For those who do not know, I am a PhD Candidate in Applied Economics at the University of Antwerp, so trying to understand the state of the art regarding Benefit-Cost Analysis is important to my research work. (I joined the Society for Benefit Cost Analysis last year.)
The Society for Benefit-Cost Analysis held their annual meeting in Washington, DC last week. There were some great presentations, (although I missed quite a few because of overlapping panels), but I did find James Scouras‘ presentation titled “Analytical Challenges Surrounding Analyses of Nuclear War”, very engaging.
I made a presentation on my PhD work Thursday afternoon, Session 3G, “Transportation on Waterways: Keeping Afloat using BCA”. Our Discussant, Joe Devlin, said the session should have been called “Big boats are fickle, fragile, and frustrated”.
My other panelists presented some very interesting work. Tim Skeel discussed how he proposed changing bridge closures in Seattle based on the value of time and normalized shipping activity. (The study examined how to change operations on a bridge built in 1910 for today’s traffic conditions.) He did a very through job on showing how these changes would benefit Seattle commuters, but the Coast Guard was not interested in changing their bridge hours. Tim was followed by Douglas Scheffler, U.S. Coast Guard, on estimating the safety benefits of deploying the Physical Oceanic Real Time System, PORTS. Doug’s presentation showed how to evaluate physical deployment of monitoring systems to assist the maritime community. Oftentimes, safety becomes “assumed away”, as how does one count for what may or may not happen.
My presentation and PhD largely centers around the question of managing investment risk in ports for large infrastructure projects.
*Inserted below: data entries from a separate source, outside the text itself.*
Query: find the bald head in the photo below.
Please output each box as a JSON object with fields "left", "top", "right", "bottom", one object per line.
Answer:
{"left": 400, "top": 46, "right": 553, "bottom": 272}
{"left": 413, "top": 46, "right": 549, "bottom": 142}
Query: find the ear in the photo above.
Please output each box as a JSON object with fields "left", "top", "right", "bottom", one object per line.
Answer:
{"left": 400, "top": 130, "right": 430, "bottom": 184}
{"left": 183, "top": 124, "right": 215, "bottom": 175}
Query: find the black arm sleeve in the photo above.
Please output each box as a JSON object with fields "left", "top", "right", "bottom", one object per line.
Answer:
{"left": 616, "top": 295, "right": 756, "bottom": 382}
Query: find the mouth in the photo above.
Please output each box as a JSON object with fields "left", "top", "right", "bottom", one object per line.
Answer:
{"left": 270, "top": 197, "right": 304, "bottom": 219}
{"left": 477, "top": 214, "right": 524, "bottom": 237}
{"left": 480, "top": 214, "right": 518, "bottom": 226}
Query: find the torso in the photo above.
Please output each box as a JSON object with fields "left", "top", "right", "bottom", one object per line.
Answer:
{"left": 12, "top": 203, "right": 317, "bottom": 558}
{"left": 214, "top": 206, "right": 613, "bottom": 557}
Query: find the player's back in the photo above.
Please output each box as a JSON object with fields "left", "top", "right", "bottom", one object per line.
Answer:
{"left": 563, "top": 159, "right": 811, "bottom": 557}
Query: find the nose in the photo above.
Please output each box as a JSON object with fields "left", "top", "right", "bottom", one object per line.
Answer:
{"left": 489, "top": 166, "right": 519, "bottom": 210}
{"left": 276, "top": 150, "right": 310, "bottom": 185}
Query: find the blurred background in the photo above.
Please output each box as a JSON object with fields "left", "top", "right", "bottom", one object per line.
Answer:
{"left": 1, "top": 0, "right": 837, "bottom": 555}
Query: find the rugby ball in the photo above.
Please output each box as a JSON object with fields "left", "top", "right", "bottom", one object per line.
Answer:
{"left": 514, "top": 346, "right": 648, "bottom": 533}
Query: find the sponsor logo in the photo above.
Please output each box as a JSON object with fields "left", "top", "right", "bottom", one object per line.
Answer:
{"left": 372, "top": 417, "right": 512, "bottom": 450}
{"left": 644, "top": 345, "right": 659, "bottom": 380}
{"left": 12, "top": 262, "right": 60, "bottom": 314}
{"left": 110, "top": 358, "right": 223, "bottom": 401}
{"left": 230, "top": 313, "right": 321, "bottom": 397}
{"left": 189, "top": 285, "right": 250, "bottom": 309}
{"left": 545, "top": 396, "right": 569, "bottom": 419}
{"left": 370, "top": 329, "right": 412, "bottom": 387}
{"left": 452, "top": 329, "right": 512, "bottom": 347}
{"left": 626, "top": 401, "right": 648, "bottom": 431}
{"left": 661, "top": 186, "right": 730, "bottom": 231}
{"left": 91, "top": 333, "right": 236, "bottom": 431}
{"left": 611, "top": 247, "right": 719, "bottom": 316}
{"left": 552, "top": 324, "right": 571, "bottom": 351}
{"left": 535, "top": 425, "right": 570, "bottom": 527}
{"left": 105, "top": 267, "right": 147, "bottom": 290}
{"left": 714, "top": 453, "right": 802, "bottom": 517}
The topic has interested me for years, as evident by many of my presentations over the years. The discussion could be summed up by the slide, where the horizontal is the public sector space and the vertical is the private sector.
Ports need different types of infrastructure investment
There are public and private sector actors involved in port projects
Port Capacity dictates a ports competitive advantage, so growth remains the perpetual goal
Sensitively in the forecast provides some risks to the infrastructure owner
The Port Prioritization Program in Louisiana
My Research Methodology (factor analysis and Monte Carlo Simulations)
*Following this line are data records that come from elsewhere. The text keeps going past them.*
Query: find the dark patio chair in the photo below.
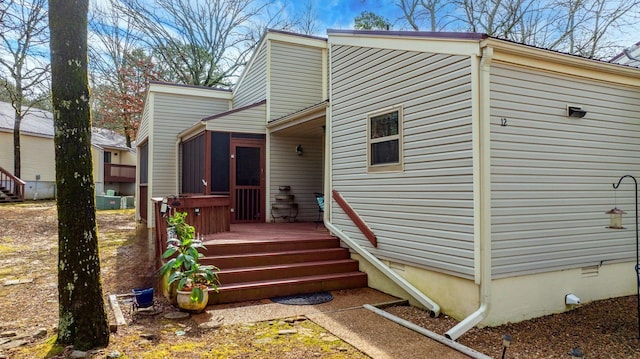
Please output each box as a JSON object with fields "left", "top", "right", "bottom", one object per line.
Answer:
{"left": 314, "top": 192, "right": 324, "bottom": 228}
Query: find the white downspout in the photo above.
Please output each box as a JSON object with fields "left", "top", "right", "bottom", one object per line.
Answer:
{"left": 323, "top": 40, "right": 440, "bottom": 317}
{"left": 175, "top": 137, "right": 181, "bottom": 196}
{"left": 323, "top": 221, "right": 441, "bottom": 317}
{"left": 445, "top": 46, "right": 493, "bottom": 341}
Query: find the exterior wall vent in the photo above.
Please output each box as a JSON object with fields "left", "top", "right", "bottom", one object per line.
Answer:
{"left": 389, "top": 261, "right": 405, "bottom": 273}
{"left": 581, "top": 265, "right": 599, "bottom": 278}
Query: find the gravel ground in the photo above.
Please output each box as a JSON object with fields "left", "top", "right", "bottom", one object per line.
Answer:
{"left": 386, "top": 296, "right": 640, "bottom": 358}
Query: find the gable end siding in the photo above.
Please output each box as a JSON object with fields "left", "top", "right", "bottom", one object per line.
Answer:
{"left": 233, "top": 45, "right": 267, "bottom": 108}
{"left": 270, "top": 41, "right": 324, "bottom": 120}
{"left": 330, "top": 44, "right": 476, "bottom": 279}
{"left": 151, "top": 93, "right": 230, "bottom": 197}
{"left": 490, "top": 64, "right": 640, "bottom": 277}
{"left": 205, "top": 103, "right": 266, "bottom": 134}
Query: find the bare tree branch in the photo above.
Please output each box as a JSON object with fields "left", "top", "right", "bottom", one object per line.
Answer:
{"left": 394, "top": 0, "right": 640, "bottom": 59}
{"left": 0, "top": 0, "right": 50, "bottom": 178}
{"left": 113, "top": 0, "right": 292, "bottom": 88}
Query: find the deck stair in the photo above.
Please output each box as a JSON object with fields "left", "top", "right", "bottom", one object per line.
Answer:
{"left": 0, "top": 166, "right": 24, "bottom": 203}
{"left": 0, "top": 186, "right": 22, "bottom": 203}
{"left": 200, "top": 233, "right": 368, "bottom": 305}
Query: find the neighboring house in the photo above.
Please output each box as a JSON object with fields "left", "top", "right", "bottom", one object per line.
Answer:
{"left": 611, "top": 41, "right": 640, "bottom": 67}
{"left": 138, "top": 29, "right": 640, "bottom": 334}
{"left": 91, "top": 127, "right": 137, "bottom": 197}
{"left": 0, "top": 101, "right": 136, "bottom": 200}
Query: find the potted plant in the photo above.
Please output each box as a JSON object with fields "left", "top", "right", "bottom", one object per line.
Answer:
{"left": 159, "top": 211, "right": 219, "bottom": 312}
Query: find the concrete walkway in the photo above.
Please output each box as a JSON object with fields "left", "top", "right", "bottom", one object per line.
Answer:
{"left": 192, "top": 287, "right": 483, "bottom": 359}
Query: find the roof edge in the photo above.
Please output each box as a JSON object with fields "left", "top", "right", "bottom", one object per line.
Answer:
{"left": 327, "top": 29, "right": 488, "bottom": 41}
{"left": 203, "top": 99, "right": 267, "bottom": 122}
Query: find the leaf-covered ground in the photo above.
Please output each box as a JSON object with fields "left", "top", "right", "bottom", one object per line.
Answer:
{"left": 0, "top": 202, "right": 367, "bottom": 358}
{"left": 1, "top": 201, "right": 640, "bottom": 358}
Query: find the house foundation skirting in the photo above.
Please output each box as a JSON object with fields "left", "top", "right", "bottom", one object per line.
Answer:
{"left": 353, "top": 253, "right": 636, "bottom": 327}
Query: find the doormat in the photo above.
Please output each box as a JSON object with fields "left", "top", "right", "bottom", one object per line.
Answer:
{"left": 271, "top": 292, "right": 333, "bottom": 305}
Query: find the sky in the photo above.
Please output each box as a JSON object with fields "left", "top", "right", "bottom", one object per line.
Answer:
{"left": 288, "top": 0, "right": 400, "bottom": 36}
{"left": 297, "top": 0, "right": 399, "bottom": 32}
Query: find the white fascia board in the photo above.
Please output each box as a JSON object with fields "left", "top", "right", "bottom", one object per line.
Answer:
{"left": 148, "top": 83, "right": 232, "bottom": 100}
{"left": 484, "top": 38, "right": 640, "bottom": 87}
{"left": 328, "top": 33, "right": 482, "bottom": 57}
{"left": 268, "top": 31, "right": 328, "bottom": 49}
{"left": 178, "top": 121, "right": 206, "bottom": 141}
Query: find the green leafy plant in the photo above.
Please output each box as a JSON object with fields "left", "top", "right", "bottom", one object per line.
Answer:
{"left": 159, "top": 211, "right": 219, "bottom": 303}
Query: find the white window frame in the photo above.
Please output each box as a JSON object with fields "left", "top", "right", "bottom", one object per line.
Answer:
{"left": 366, "top": 105, "right": 403, "bottom": 173}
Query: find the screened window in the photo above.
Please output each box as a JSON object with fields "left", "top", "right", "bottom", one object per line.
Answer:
{"left": 367, "top": 106, "right": 403, "bottom": 172}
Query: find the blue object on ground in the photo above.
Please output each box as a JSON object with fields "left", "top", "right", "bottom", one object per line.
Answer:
{"left": 133, "top": 287, "right": 154, "bottom": 308}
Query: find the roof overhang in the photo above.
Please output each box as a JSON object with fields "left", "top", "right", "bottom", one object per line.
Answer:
{"left": 327, "top": 30, "right": 484, "bottom": 57}
{"left": 147, "top": 82, "right": 233, "bottom": 101}
{"left": 484, "top": 38, "right": 640, "bottom": 87}
{"left": 178, "top": 121, "right": 206, "bottom": 142}
{"left": 267, "top": 100, "right": 328, "bottom": 138}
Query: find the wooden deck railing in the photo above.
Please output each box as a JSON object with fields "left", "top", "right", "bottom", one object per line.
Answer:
{"left": 332, "top": 190, "right": 377, "bottom": 248}
{"left": 153, "top": 195, "right": 231, "bottom": 265}
{"left": 104, "top": 163, "right": 135, "bottom": 183}
{"left": 0, "top": 165, "right": 25, "bottom": 202}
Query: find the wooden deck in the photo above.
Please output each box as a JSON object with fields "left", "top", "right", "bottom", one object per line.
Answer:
{"left": 204, "top": 222, "right": 329, "bottom": 242}
{"left": 193, "top": 222, "right": 368, "bottom": 305}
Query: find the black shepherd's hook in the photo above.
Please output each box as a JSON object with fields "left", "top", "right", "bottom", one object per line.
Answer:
{"left": 613, "top": 175, "right": 639, "bottom": 339}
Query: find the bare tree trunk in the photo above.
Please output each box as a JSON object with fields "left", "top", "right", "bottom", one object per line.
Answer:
{"left": 13, "top": 112, "right": 21, "bottom": 178}
{"left": 49, "top": 0, "right": 110, "bottom": 350}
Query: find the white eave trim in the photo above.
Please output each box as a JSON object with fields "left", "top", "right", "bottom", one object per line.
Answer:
{"left": 177, "top": 121, "right": 206, "bottom": 141}
{"left": 148, "top": 82, "right": 233, "bottom": 100}
{"left": 484, "top": 38, "right": 640, "bottom": 86}
{"left": 328, "top": 32, "right": 482, "bottom": 57}
{"left": 267, "top": 101, "right": 328, "bottom": 133}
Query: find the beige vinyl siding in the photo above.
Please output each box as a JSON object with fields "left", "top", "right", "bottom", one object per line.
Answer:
{"left": 270, "top": 41, "right": 324, "bottom": 121}
{"left": 120, "top": 150, "right": 136, "bottom": 166}
{"left": 490, "top": 64, "right": 640, "bottom": 277}
{"left": 330, "top": 44, "right": 476, "bottom": 278}
{"left": 0, "top": 131, "right": 13, "bottom": 172}
{"left": 19, "top": 134, "right": 56, "bottom": 181}
{"left": 205, "top": 103, "right": 266, "bottom": 134}
{"left": 138, "top": 99, "right": 151, "bottom": 143}
{"left": 92, "top": 147, "right": 103, "bottom": 194}
{"left": 151, "top": 93, "right": 230, "bottom": 197}
{"left": 269, "top": 134, "right": 324, "bottom": 222}
{"left": 233, "top": 45, "right": 267, "bottom": 108}
{"left": 0, "top": 132, "right": 56, "bottom": 181}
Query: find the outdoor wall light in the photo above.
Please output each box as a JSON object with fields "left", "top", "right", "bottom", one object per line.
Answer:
{"left": 567, "top": 106, "right": 587, "bottom": 118}
{"left": 501, "top": 334, "right": 512, "bottom": 359}
{"left": 296, "top": 144, "right": 303, "bottom": 156}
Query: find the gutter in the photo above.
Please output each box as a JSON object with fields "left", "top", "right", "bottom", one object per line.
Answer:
{"left": 444, "top": 45, "right": 494, "bottom": 341}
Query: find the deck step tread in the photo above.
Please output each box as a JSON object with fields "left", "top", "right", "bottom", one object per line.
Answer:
{"left": 203, "top": 236, "right": 335, "bottom": 245}
{"left": 207, "top": 271, "right": 368, "bottom": 304}
{"left": 216, "top": 259, "right": 360, "bottom": 284}
{"left": 216, "top": 271, "right": 366, "bottom": 291}
{"left": 218, "top": 259, "right": 357, "bottom": 274}
{"left": 205, "top": 247, "right": 349, "bottom": 260}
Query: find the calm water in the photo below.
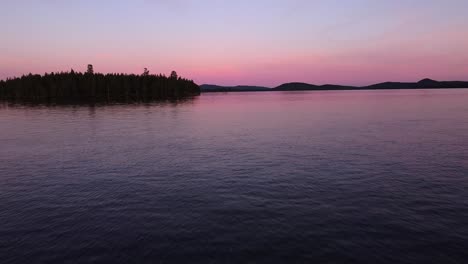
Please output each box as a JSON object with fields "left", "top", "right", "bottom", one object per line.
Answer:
{"left": 1, "top": 90, "right": 468, "bottom": 263}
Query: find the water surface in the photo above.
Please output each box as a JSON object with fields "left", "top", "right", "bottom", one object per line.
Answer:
{"left": 1, "top": 90, "right": 468, "bottom": 263}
After the presentations were finished, Joe Devlin and Henrik Andersson, chair, led a very engaged back and forth between the panelists and the audience. So, thanks to those people who attended the session and engaged in a great dialogue!
There was quite a lot of discussion on this chart from the European Union regarding Cost Benefit Analysis.
I am looking forward to submitting an update on this work next year (although presenting at the Society for Benefit Cost Analysis European Conference sounds interesting…)
So, over the next few months I will begin getting more into the data/analysis as I work on my PhD!